When Grampa George first discovered urinary incontinence can't be stopped by wearing two pairs of underwear at a time, we tried pads. Lo and behold: new found comfort and no more leaks.
Now that it's no longer safe for Nana to walk even a short distance unescorted, one of us always walks with her. It's a solution that comes complete with it's own problems but for now it's a work in progress. During the day time we simply check on her, constantly. Sure, she can call us if she needs something, if she remembers, which is seriously not happening any more, no matter how often we tell her to.
Night time is another ball of wax. Super Man and I sleep in the room right next to Nana's, our headboards practically touching but for a thin wall of drywall.
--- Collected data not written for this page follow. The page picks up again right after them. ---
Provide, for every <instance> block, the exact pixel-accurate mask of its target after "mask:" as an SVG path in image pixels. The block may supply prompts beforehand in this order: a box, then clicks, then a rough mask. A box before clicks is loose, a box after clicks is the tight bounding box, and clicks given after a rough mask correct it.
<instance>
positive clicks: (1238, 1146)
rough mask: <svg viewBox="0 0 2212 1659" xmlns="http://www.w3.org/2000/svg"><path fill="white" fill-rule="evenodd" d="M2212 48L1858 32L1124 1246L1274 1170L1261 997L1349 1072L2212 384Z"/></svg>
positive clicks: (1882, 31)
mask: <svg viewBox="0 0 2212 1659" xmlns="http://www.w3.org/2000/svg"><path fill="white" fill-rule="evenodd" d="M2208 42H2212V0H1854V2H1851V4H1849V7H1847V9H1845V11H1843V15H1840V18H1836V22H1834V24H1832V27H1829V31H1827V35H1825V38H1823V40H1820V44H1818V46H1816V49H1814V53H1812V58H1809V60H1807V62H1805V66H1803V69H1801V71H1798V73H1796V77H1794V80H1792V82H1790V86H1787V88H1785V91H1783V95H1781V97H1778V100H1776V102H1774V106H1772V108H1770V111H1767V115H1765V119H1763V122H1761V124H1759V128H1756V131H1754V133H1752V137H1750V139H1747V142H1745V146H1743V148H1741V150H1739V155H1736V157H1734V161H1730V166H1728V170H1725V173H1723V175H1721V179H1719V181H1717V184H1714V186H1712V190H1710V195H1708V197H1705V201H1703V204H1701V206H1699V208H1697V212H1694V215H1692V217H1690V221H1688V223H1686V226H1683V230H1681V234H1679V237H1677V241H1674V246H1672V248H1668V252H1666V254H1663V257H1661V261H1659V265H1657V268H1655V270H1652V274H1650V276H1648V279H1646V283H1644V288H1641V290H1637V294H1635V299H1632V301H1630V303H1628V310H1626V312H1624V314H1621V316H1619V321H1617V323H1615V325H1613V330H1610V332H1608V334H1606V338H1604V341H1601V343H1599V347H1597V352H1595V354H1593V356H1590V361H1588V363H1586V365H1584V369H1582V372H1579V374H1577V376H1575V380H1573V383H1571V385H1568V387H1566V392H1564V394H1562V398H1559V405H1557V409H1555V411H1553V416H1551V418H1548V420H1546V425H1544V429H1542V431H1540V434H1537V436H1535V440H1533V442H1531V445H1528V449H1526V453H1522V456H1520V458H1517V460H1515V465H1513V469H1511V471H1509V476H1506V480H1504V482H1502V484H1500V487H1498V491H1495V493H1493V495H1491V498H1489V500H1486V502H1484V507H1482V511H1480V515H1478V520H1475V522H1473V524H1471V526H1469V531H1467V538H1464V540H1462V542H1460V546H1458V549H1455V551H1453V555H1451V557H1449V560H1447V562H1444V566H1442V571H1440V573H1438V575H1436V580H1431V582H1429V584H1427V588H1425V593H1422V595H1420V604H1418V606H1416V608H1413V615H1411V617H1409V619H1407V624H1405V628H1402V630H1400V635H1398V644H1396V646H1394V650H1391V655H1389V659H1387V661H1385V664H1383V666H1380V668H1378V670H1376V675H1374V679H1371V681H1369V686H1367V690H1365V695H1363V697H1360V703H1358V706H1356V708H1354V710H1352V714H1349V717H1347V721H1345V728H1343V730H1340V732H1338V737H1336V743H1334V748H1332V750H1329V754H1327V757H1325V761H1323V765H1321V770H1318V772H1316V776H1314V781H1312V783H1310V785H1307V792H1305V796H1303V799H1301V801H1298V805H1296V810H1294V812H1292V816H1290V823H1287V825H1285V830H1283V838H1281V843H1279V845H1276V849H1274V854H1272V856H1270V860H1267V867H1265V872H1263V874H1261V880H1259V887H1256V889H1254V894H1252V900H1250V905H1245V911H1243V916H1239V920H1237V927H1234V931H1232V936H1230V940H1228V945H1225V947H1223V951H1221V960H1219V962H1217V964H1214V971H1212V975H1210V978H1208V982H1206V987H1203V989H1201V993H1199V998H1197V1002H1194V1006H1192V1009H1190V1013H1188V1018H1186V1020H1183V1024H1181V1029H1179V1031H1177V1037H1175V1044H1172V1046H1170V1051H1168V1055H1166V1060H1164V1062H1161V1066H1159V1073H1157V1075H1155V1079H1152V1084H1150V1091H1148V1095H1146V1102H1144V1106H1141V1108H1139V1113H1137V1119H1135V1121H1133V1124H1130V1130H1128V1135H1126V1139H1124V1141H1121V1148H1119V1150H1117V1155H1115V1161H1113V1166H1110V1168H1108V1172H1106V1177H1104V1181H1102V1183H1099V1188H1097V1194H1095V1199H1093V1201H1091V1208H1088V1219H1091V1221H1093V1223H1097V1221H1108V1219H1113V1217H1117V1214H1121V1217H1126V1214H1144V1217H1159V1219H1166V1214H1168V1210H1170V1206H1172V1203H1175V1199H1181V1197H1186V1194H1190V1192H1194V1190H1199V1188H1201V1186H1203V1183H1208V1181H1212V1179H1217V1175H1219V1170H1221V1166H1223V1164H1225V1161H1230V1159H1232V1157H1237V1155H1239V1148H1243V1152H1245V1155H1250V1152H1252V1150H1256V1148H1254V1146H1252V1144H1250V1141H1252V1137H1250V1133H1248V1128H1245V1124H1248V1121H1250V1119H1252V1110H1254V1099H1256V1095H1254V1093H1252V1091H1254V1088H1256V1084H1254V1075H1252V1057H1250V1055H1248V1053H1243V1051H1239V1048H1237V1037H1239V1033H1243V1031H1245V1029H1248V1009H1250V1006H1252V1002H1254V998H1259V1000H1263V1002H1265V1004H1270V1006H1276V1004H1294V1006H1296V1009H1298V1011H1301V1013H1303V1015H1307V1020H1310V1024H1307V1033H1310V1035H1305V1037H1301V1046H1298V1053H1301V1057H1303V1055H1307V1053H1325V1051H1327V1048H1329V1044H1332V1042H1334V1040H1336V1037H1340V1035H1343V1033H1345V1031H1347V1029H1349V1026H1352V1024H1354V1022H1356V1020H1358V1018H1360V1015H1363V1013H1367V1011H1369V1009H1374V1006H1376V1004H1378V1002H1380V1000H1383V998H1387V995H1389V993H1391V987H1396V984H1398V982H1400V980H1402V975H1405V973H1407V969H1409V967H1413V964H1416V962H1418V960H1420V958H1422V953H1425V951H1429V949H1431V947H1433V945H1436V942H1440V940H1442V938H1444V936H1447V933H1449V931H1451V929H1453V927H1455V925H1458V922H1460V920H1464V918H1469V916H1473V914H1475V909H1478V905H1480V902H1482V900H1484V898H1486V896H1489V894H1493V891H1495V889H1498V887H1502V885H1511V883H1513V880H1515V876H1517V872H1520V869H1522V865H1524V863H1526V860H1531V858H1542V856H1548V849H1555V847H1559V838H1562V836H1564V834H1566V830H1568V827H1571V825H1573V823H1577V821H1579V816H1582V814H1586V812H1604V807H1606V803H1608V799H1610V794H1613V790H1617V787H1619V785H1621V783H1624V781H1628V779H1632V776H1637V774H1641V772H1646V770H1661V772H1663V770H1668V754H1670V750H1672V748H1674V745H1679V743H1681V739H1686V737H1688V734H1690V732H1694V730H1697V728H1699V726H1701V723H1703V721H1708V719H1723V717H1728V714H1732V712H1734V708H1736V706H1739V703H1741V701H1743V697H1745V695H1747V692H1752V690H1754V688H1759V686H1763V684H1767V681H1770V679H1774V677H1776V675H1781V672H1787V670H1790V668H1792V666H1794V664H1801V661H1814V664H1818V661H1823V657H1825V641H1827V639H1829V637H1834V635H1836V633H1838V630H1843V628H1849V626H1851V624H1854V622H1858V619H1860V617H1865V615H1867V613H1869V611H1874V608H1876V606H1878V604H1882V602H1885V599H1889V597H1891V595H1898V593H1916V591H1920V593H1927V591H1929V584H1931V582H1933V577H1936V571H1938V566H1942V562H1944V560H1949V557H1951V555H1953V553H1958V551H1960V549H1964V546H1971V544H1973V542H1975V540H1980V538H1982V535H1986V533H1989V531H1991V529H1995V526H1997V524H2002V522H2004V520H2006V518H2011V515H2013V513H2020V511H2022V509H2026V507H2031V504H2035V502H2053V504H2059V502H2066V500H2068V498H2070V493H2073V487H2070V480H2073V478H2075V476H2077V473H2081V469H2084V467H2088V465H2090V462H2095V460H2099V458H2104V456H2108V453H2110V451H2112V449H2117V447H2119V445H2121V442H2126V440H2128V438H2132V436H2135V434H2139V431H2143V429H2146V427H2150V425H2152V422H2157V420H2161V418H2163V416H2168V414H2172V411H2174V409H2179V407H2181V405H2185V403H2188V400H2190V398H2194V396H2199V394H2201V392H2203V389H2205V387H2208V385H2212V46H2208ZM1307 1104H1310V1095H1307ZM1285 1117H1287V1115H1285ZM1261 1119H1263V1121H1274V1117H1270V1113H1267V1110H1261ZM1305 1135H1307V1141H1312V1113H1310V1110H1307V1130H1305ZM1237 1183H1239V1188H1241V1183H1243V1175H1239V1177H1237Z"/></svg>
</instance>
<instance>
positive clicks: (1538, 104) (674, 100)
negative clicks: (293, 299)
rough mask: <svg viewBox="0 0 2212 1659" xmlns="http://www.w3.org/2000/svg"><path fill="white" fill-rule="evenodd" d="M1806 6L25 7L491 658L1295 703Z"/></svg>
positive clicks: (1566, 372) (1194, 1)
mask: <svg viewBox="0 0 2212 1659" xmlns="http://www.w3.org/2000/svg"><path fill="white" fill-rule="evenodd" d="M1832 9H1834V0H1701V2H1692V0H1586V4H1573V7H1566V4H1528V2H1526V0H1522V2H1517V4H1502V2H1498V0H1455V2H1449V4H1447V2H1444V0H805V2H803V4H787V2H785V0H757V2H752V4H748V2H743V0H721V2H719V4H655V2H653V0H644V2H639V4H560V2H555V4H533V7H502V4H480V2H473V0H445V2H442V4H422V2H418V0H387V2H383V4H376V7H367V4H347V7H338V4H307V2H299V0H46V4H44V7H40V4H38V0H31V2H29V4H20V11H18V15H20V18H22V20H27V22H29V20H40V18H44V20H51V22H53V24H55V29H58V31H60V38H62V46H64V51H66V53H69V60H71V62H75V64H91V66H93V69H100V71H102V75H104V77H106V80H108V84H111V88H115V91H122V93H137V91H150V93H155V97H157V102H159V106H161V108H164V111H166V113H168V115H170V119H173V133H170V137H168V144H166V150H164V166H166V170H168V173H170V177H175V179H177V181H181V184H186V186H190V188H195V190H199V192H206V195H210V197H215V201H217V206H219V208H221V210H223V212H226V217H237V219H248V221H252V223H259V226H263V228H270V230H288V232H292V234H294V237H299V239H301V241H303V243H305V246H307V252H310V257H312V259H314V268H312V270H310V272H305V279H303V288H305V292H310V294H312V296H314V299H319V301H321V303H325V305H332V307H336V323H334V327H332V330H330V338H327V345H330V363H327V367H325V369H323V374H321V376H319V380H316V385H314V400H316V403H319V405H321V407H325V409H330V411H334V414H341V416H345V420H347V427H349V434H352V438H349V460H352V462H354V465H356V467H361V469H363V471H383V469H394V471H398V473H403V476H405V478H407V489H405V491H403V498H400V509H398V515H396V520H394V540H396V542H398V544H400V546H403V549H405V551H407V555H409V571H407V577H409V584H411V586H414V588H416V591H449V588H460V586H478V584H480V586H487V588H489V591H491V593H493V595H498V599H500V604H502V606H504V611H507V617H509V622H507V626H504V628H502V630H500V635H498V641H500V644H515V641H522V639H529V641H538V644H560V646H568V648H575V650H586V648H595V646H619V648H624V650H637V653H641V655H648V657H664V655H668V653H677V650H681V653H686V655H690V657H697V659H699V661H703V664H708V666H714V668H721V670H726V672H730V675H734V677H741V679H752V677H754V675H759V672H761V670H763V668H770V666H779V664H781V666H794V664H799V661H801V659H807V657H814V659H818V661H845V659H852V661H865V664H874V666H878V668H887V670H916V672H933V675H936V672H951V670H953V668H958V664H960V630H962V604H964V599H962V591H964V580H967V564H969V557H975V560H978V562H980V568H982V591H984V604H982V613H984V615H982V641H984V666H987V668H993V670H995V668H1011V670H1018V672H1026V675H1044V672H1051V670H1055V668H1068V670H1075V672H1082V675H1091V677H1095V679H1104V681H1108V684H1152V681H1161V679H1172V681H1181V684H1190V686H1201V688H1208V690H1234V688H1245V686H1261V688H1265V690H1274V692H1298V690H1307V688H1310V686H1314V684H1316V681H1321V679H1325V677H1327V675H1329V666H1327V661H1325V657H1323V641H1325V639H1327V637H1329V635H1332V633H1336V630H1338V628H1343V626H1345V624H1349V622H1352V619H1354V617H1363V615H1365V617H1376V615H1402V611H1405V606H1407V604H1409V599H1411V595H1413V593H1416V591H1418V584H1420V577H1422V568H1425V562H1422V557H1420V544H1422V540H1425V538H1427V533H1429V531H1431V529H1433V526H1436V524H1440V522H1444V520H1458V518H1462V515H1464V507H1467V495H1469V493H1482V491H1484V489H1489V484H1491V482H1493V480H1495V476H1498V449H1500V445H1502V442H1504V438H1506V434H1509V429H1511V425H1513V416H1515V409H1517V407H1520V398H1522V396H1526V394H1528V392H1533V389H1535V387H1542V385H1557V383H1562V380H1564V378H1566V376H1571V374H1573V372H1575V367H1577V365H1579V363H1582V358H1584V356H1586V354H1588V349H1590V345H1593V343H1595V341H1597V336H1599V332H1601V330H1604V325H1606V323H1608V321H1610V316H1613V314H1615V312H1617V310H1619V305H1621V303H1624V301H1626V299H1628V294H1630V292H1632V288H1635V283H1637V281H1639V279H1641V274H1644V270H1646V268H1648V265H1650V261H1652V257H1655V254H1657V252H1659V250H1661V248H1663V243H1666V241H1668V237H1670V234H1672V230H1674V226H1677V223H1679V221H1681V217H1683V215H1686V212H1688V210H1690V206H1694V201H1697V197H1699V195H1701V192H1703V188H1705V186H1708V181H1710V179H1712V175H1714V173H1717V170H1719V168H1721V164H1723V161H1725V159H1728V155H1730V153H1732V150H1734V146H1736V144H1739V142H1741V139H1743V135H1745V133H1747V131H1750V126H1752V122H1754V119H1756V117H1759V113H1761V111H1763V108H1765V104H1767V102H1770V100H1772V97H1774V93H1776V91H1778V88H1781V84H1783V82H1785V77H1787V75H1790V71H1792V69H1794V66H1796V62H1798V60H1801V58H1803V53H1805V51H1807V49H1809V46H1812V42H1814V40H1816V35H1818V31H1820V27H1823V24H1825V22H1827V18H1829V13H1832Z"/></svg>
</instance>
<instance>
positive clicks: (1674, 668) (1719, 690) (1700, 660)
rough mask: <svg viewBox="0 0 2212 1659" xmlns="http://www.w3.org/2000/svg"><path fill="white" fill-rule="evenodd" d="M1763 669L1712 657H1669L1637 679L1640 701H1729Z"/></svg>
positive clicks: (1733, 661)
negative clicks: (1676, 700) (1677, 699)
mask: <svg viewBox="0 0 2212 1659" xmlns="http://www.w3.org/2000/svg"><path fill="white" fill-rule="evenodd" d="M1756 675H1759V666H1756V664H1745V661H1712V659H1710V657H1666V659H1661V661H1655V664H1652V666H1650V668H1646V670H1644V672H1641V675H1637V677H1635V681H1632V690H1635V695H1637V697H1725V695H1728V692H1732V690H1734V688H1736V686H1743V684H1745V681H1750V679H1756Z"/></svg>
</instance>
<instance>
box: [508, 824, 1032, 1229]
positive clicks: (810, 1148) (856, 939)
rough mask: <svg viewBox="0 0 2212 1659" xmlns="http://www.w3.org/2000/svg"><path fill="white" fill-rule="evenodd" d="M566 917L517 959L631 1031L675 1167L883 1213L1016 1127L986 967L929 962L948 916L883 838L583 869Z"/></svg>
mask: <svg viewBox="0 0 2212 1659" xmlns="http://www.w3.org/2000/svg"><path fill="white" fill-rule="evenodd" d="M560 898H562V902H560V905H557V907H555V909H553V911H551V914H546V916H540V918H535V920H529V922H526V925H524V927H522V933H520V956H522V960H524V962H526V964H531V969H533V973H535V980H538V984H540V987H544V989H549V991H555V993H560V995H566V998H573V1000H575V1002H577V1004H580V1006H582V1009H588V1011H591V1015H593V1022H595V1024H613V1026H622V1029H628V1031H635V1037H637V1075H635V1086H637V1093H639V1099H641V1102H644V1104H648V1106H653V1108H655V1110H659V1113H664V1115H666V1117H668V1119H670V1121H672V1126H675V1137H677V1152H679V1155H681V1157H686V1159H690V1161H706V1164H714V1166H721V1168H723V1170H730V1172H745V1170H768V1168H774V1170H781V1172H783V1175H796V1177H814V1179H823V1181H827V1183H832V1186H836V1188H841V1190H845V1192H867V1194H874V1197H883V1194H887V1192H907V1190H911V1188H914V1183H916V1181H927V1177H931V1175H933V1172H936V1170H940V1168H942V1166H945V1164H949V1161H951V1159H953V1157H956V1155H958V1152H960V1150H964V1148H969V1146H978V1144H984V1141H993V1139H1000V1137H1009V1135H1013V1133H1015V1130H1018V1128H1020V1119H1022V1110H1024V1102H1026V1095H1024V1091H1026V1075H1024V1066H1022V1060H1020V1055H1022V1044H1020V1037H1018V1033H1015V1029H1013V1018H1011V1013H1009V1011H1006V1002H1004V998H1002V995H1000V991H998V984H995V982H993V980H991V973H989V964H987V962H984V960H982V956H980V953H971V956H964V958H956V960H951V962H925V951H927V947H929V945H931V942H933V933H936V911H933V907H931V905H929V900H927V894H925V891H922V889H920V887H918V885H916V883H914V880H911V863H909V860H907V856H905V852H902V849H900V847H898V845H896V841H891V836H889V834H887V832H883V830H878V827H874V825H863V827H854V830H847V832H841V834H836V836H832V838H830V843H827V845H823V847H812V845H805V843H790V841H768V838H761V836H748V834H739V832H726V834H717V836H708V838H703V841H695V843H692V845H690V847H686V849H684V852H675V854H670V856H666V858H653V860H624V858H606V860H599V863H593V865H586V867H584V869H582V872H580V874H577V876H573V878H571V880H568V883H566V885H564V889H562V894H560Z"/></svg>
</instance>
The door adjoining our rooms is ajar, I'm talkin' fully and she still manages to make it to her bathroom (that's right next to her bed but still dangerously easy to fall, rather than step, into) before I realize she's up. We banned WD40 in the house, letting the obnoxious ten decibel squeal of her bathroom door alert us to her whereabouts, but it's still not enough.
We're trying something new tonight: bells. I've got this cheerful string of red and green Christmas bells I hang over a doorway during the holidays. The perfect thing to hang, just underneath the bedskirt, out of sight but ready to jangle up a storm the moment she swings her legs over the side of the bed. As long as I don't confuse it for the sound of one of the cat toys, it could work!?!
And if it doesn't I'll have to take the advice of my oldest, who suggested I simply sew them to the hems of her pajama bottoms: she won't be able to take a step without me running to the rescue!